Unifying a Digital Ecosystem

Rebranding

Summary: This project was a large-scale organizational rebranding at Yext, aimed at unifying a diverse product ecosystem. The primary challenge was to ensure brand consistency across all products despite a wide array of legacy items and one-off designs.

My Role: I was the central connection for different scrum teams and served as a bridge between the product teams and the Design System team’s UI designers.

Team: Platform and Design System Team, Product Teams, Engineering Scrum Teams, Brand Team

The Problem

My journey with rebranding began early in my career at Hearsay, where I helped transition the brand from red to teal and later contributed to a new design system. But when I joined Yext, I was met with a challenge of a different magnitude. We were no longer simply changing colors and fonts; we were undertaking a complete organizational rebrand. The vision was to unify our diverse product ecosystem under a single, cohesive brand identity. 

This was a complex, high-stakes initiative with a crucial, yet delicate, role for me as a product designer. My primary challenge was not to design the new UI, but to act as the central hub connecting four different scrum teams. I had to ensure our rebranding efforts were consistent across the entire product suite, even with the presence of legacy items and one-off designs that did not adhere to our new design system. This was a massive communication and coordination effort, and it was also my responsibility to handle the complexity and ensure a unified brand experience for our users.

From Chaos to Cohesion

I approached this project with a blend of design strategy, meticulous planning, and planned communication. I knew that success hinged on a process that was transparent, collaborative, and adaptable.

Creating an Inventory

As part of the rebrand effort, I created a detailed map of all affected touchpoints. This visual artifact became a critical alignment tool, helping the team spot inconsistencies and prioritize which legacy assets and one-off components required immediate attention. From there, I built an inventory of the existing, relevant as-is designs, ensuring that as we implemented the new rebranded components, we had a clear reference list to validate against. This approach reduced ambiguity, streamlined decision-making, and kept the rebrand rollout consistent across the product ecosystem.

Facilitating Cross-Team Communication

With four Scrum teams working across different products, communication gaps posed a major risk to design consistency. To address this, I established a regular cadence of alignment meetings to share progress, and clarify design decisions. Serving as the bridge between the product teams and the Platform team’s UI designers, I translated updates from the design system into guidance, aiming for consistent implementation.

The "Design Debt" Audit

Successfully rebranding required tackling both technical and design debt. I partnered closely with engineering teams to audit legacy items across the product, categorizing each by impact and effort. This analysis informed a prioritized backlog, enabling a phased approach that balanced immediate wins with longer-term updates.
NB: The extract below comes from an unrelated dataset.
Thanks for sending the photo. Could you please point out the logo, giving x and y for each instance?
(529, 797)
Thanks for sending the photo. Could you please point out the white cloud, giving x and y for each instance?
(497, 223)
By aligning design and engineering priorities, we ensured the rebrand was both manageable and consistent across the product ecosystem.

Navigating the Storm

The most pivotal moment of the project came when a key component, on a legacy page was identified as a one-off item that would be too complex to update within the tight deadline. This created a conflict. The design system team wanted consistency, but the engineering team faced a technical blocker.

I facilitated a meeting, presenting a clear case. I showed how this one-off item, while visually inconsistent, was used in a specific flow that was soon to be deprecated. I proposed a phased approach, that we would address the most visible, high-impact inconsistencies first and schedule the legacy component for a later sprint.

This time around our team had to face the fact that big projects might flop because they’re costly and usually end up being disruptive or overwhelming for the environment and the people around them. They can spark political pushback, too. On top of that, because these projects can drag on for years, people lose patience when they don’t see real progress or results along the way. 

Outcomes

The rebranding almost ended-up being a scope creep on product roadmaps. What helped is a strict timeline, continuous communication and making decisions in expert mode. 

This experience validated my belief that a well-documented process is the key to managing complex projects. By creating a map of our product ecosystem and conducting a design debt audit, we were able to turn chaos into a manageable effort. This project also reinforced my belief in the importance of humility and collaboration. I was not a lone hero, but a critical member of a team that achieved a collective victory.